İspanya Başbakanı Pedro Sánchez, koronavirüs ile yapılan mücadelede, Avrupa’nın geleceğinin tehlikede olduğunu söylüyor ve şunu ekliyor, “vatandaşlarımız ölüyor, hastaneler tıka basa dolmuş vaziyette. Ya sarsılmaz dayanışmayla cevap veririz ya da birliğimiz çöker.”

Avrupa Birliği, daha önceki krizlerde olduğu gibi yine ortak bir mutabakata varmakta ve beklenilen dayanışmayı göstermede çok güçlük çekiyor. İşin kötü tarafı, her yeni krizde Avrupa Birliği içerisindeki kuzey-güney ülkeleri çatışmasıoldukça belirgin bir hâl alıyor.

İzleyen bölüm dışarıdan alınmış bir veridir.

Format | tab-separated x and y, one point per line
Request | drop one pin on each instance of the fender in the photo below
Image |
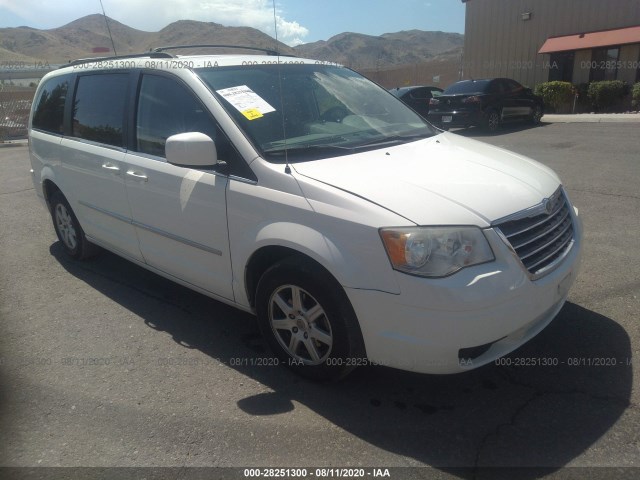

Kovid-19 nedeniyle İtalya, İspanya ve Yunanistan gibi yüksek kamu borcu bulunan ülkelerin ekonomileri çökme noktasına gelebilir.

İtalya ve İspanya’nın ekonomilerini canlandırmak için bir “Dayanışma Fonu” kurulmasına Fransa ve Almanya rıza gösterirken, Hollanda, İsveç, Avusturya ve Danimarka böylesine bir yardım kampanyasına şiddetle karşı çıkıyor.

Bazı uzmanlar ve liderler, koordineli ve geniş kapsamlı bir kurtarma planı üzerinde acil bir uzlaşıya varılmazsa, Avrupa’da piyasaların ciddi bir felakete sürükleneceğini ve Avrupalıların birlik olmaya duydukları inancı hızla kaybedeceğini iddia ediyor. Koronavirüsten sonra tüm dünya gibi Avrupa’nın da bir dönüşüme uğrayacağı şimdiden bellidir. Bakalım nasıl bir değişim ortaya çıkacak.